Вместо этого она взяла ручку и начала искать куски, отмеченные карандашом. Вчера ей казалось само собой разумеющимся, что собранные вместе фрагменты складываются в портрет матери, но Ракель читала в полусонном состоянии и, возможно, её просто заморочила ностальгия, нахлынувшая на чердаке, в этом её тайном книжном убежище. Осталось удостовериться, что выводы выживут и в переводе.
16
Жжение в лёгких она почувствовала уже через километр. Ноги бетонные, кеды, найденные в шкафу, натёрли. К тому же тело слушалось плохо. То, что у других бегунов превращалось в гармоничное движение, Ракель ощущала как несогласованные шаги и махи, посредством которых ей неким загадочным образом всё же удаётся перемещаться вперёд. Спортивный бюстгальтер сидел неплотно. Кожа под тайтсами зудела. Каждый шаг отзывался болью во всём теле – и у Трэгордсфоренинген она замедлила темп и пошла враскачку трусцой.
Эммануила Викнера она заметила издалека – в бежевом вельвете с головы до ног, а на плечах задрапированный шарф имперски-красного цвета. Он снимал только что распустившиеся тюльпаны на цифровой фотоаппарат. Когда он посмотрел в её сторону, Ракель приподняла руку, чтобы поздороваться, но взгляд дяди, не задержавшись на ней, скользнул дальше.
Она сделала несколько глубоких вдохов и снова увеличила темп.

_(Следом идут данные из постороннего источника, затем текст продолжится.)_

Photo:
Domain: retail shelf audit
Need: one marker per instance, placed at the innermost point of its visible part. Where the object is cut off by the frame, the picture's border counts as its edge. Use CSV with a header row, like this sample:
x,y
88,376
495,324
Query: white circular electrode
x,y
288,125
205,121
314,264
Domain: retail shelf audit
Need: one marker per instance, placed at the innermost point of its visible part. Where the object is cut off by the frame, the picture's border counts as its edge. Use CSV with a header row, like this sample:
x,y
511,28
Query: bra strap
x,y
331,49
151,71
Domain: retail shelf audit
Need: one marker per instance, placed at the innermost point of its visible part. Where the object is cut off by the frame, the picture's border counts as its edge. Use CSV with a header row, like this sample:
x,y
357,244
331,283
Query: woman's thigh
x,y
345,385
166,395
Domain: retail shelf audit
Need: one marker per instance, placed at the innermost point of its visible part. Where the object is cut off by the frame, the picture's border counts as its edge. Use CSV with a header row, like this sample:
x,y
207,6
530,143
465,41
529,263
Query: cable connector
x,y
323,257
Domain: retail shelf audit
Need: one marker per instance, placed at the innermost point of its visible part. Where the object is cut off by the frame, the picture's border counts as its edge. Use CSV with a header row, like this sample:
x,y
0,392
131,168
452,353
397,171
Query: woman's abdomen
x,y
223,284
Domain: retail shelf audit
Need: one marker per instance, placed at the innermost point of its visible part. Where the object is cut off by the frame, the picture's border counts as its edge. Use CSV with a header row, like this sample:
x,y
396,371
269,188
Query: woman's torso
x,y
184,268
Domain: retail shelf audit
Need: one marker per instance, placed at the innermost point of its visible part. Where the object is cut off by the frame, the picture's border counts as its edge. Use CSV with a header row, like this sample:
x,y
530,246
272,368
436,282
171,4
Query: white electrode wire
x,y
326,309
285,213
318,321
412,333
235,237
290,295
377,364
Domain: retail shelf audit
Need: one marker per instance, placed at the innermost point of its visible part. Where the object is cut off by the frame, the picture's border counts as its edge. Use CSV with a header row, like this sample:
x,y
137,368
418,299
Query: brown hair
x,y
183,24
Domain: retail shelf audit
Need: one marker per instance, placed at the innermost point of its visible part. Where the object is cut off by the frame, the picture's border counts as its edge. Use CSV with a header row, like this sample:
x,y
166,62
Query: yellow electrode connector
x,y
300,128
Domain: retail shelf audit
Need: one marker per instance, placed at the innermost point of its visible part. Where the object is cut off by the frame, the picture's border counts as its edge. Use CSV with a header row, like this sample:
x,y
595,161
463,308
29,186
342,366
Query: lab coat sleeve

Весь день Ракель переводила куски, где фигурировала безымянная женщина, о которой она всё чаще думала как о Сесилии. Она исправно пыталась отбивать очередную мысль залпом благоразумия: ты не можешь знать наверняка, вероятно, это совпадение, ты проецируешь на этот текст собственные, не всегда осознанные желания, это роман, а не документальное свидетельство. И всё равно героиня книги обретала черты матери, навеки застывшей в тридцатилетнем возрасте. Ракель писала от руки, потому что, пока она писала от руки, всё было как бы не всерьёз. Да она и сама потом не разберёт свой жуткий почерк. После долгих часов, проведённых за письменным столом, её охватило желание подвигаться, сильное и внезапное, как порыв ветра. Аллею Сёдравэген она пробежала в нормальном ритме, но по Улоф-Вийксгатан уже бежала с трудом, обогнула Артистен [96]
и, что называется, назло себе, преодолела последние сто метров до Гётаплатсен, где под тенистым фронтоном Стадстеатер [97] сложилась пополам от боли в боку и делала глубокие вдохи, пока не успокоился пульс. Ко лбу прилипли влажные пряди, выбившиеся из собранных в хвост волос. Спина была мокрой от пота. Ноги дрожали, колени подкашивались. Она опустилась на корточки, опёршись спиной о стену, и проверила расстояние на мобильном: три километра.Ракель рассмеялась. Для марафона нужно сорок два.
Когда она подняла голову, взгляд уткнулся в висевшую на фасаде Художественного музея гигантскую афишу ретроспективы Густава. Портрет Сесилии. В фокусе внимания – строгое красивое лицо. На Ракель смотрели мамины серьёзные глаза.